I want to say something funny here. I want to poke fun at Brantley’s affinity for “cat facts,” or his life in “the bubble,” or his fear of ghosts, or his inexplicable desire to climb–and then jump off of–things he shouldn’t. But no. Today we celebrate.
It’s official: Simon & Schuster will publish D contributor Brantley Hargrove’s forthcoming book about famed storm chaser Tim Samaras and the gigantic tornado–the widest ever recorded–that killed him. The book, tentatively titled The Storm is likely to come out some time in early 2016. It grew out of the reporting Brantley did for this Dallas Observer story last year. I know David Patterson, his agent, is very excited. So is Brantley, though he knows he has a formidable task in front of him.
“Tim Samaras was a remarkable man,” Brantley told me this afternoon. “I hope I do justice by his story, and those of his comrades.”

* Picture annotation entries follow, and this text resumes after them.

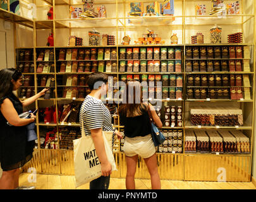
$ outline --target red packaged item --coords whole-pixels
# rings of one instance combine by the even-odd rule
[[[44,111],[44,123],[51,122],[52,121],[52,113],[50,109],[50,107],[46,107],[46,110]]]
[[[242,71],[241,61],[236,61],[236,71]]]
[[[231,59],[229,61],[229,71],[236,71],[236,68],[235,68],[235,60]]]
[[[243,58],[243,49],[241,46],[236,46],[236,58]]]
[[[235,46],[229,47],[229,58],[236,58],[236,48]]]

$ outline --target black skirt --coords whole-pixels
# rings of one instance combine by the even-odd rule
[[[7,98],[13,102],[18,114],[22,113],[22,104],[13,95]],[[26,126],[9,126],[6,122],[0,112],[0,163],[3,171],[23,167],[33,157],[35,147],[35,141],[27,140]]]

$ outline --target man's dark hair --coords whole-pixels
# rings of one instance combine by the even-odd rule
[[[102,83],[104,83],[107,84],[108,81],[107,78],[108,76],[106,74],[102,73],[102,72],[94,72],[89,74],[87,78],[87,83],[90,90],[92,90],[94,89],[94,85],[96,82],[101,81]]]

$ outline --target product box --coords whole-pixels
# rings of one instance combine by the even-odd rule
[[[154,47],[154,59],[160,59],[160,48]]]
[[[140,61],[133,61],[133,72],[139,72],[139,67],[140,67]]]
[[[175,62],[174,61],[168,61],[168,71],[175,72]]]
[[[98,49],[98,61],[103,60],[103,53],[104,49]]]
[[[186,59],[192,59],[192,47],[186,47]]]
[[[119,68],[119,72],[125,72],[126,71],[126,61],[120,61],[120,66]]]
[[[181,59],[181,48],[175,47],[175,59]]]
[[[140,61],[140,71],[147,71],[147,61]]]
[[[149,72],[155,71],[154,61],[147,61],[147,71]]]
[[[97,58],[97,49],[92,49],[90,50],[90,60],[94,61]],[[86,52],[85,52],[86,53]]]
[[[119,59],[125,59],[125,55],[126,55],[126,49],[120,48]]]
[[[175,61],[175,72],[181,72],[181,61]]]
[[[133,72],[133,61],[127,61],[127,72]]]
[[[200,61],[200,71],[206,72],[206,61]]]
[[[199,71],[199,61],[193,61],[193,71],[197,72]]]
[[[175,59],[174,48],[168,47],[168,59]]]
[[[147,48],[147,59],[153,59],[153,48]]]
[[[199,47],[193,47],[193,58],[199,59]]]
[[[140,59],[140,52],[139,48],[133,48],[133,59]]]
[[[147,59],[146,48],[141,47],[140,48],[140,59]]]
[[[226,60],[221,61],[221,71],[228,71],[228,61]]]
[[[154,72],[160,72],[160,61],[154,61]]]
[[[200,48],[200,58],[206,59],[207,58],[207,48],[206,47],[201,47]]]
[[[161,47],[161,59],[167,59],[167,48],[166,47]]]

I’ve written before about how Brantley and I (and Paul Knight at Texas Monthly) all met in journalism school. Eight years ago, we were sitting around in George Getschow’s classes, dreaming and talking about how cool it might be if one day we worked for magazines and had book deals like so many of the great writers we admired. Paul’s first book, Devil on the Plains, will be published by Penguin next year.
Read Brantley’s latest feature for D Magazine, about some slightly less natural natural disasters, here. And if you see him, congratulate him. Or pretend to be a ghost and watch him jump off the second story of a building.